Publié le Mercredi 7 octobre 2020 à 15h07.

Thomas Piketty : une critique illusoire du capital, d’Alain Bihr et Michel Husson

Page 2/Syllepse, 196 pages, 10 euros.

Thomas Piketty a successivement publié deux livres monumentaux (au moins par leur nombre de pages) : le Capital au 21e siècle et, plus récemment, Capital et idéologie. Ses critiques de la propriété et des inégalités lui ont valu des attaques acerbes à droite mais n’en font pas pour autant un penseur susceptible de renouveler la réflexion sur le socialisme.
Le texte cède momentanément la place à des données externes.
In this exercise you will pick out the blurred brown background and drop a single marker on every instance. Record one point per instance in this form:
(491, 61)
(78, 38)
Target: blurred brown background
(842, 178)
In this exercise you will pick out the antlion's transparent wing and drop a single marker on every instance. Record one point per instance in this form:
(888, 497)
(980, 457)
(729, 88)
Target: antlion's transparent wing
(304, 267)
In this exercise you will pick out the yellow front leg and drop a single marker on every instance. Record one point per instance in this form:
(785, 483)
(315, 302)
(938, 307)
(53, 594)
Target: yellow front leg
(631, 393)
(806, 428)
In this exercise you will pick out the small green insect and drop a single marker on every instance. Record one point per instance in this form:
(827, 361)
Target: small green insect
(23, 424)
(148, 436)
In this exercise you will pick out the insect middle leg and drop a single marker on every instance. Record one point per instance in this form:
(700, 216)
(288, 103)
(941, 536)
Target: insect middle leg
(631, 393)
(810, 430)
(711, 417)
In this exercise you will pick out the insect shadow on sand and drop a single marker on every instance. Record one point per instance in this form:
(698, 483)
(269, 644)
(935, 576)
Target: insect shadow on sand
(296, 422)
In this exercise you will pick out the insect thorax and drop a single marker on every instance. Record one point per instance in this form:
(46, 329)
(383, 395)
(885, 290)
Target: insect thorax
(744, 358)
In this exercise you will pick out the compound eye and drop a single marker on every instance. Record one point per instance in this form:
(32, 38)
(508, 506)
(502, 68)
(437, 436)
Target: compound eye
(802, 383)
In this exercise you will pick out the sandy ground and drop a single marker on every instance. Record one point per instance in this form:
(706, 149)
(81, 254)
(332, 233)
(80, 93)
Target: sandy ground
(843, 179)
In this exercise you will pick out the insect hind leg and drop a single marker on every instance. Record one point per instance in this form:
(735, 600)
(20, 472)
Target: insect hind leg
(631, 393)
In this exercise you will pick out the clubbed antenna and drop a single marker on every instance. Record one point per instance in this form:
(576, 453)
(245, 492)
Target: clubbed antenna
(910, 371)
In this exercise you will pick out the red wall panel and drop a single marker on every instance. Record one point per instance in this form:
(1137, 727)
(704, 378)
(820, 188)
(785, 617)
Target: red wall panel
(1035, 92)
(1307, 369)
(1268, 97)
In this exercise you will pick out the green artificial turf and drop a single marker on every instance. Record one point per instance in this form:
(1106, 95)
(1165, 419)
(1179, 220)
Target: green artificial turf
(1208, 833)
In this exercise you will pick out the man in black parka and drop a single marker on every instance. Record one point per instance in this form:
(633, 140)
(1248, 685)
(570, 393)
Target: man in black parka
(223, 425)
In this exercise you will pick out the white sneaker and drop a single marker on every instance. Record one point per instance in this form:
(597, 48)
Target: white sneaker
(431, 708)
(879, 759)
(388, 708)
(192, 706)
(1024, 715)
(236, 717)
Piketty ne comprend pas ce qu’est le capitalisme

Le livre d’Alain Bihr et Michel Husson résume les thèses de Piketty et les confronte à un marxisme non dogmatique. Piketty accorde un rôle déterminant aux évolutions idéologiques, tandis que les rapports de production, les rapports entre les classes et les rapports sociaux dans leur ensemble sont réduits à un « contexte » dans lequel se déploient les affrontements idéologiques. Ainsi, dans chaque société, c’est l’idéologie qui déterminerait les inégalités. Si, en Europe et aux États-Unis, on a assisté à partir de la fin des années 1920 à la montée d’un capitalisme plus organisé et plus « social », qui a ensuite été systématisé de la fin de Seconde Guerre mondiale aux années 1970, ce n’est pas, pour Piketty, du fait des impasses du capitalisme, des luttes sociales… mais parce que les idées auraient évolué.
Les auteurs soulignent à juste titre que Piketty ne comprend pas ce qu’est le capitalisme, un système économique particulier fondé sur l’exploitation de la force de travail, et qu’il le réduit à un « propriétarisme ». Piketty s’intéresse donc avant tout aux rapports de distribution et aux inégalités de revenu et de patrimoine, inégalités que l’on peut mesurer (il y a d’ailleurs fortement et utilement contribué par son travail statistique).

« Socialisme participatif » ?

Pour saper le pouvoir des propriétaires et ses conséquences nuisibles, soutient Piketty, l’essentiel est de s’attaquer à l’idéologie qui le justifie, ce qui permettra d’imposer des réformes. Il préconise ainsi un bouleversement, au profit des salariéEs, des mécanismes de décision dans les entreprises, ainsi que des mesures fiscales pour empêcher la concentration des richesses et une dotation financière minimale accordée à tous les individus. Cela conduirait à un « socialisme participatif ». Bihr et Husson en soulignent les limites et le fait que ce programme réformiste ne permettrait pas une sortie du capitalisme. Son « socialisme » vise en fait à en compenser les « excès » sans remettre en cause les rapports sociaux de production qui en sont la base.

Piketty est devenu une « star » de l’économie. Dans le contexte actuel, pourquoi ne pas utiliser certains de ses arguments dans la bataille impitoyable avec les capitalistes et leurs laquais politiques et intellectuels ? Mais autre chose est de s’illusionner sur sa vision du monde et les perspectives qu’il trace. Le livre de Bihr et Husson est un instrument fort utile pour ne pas tomber dans ce piège.

On lira enfin avec intérêt la postface du livre qui intègre la crise du coronavirus et souligne que, plus que jamais, il faut abandonner la recherche d’« alternatives astucieuses » (ce qui ne veut pas dire renoncer à l’élaboration programmatique) car ce sont en fait des affrontements majeurs qui se profilent.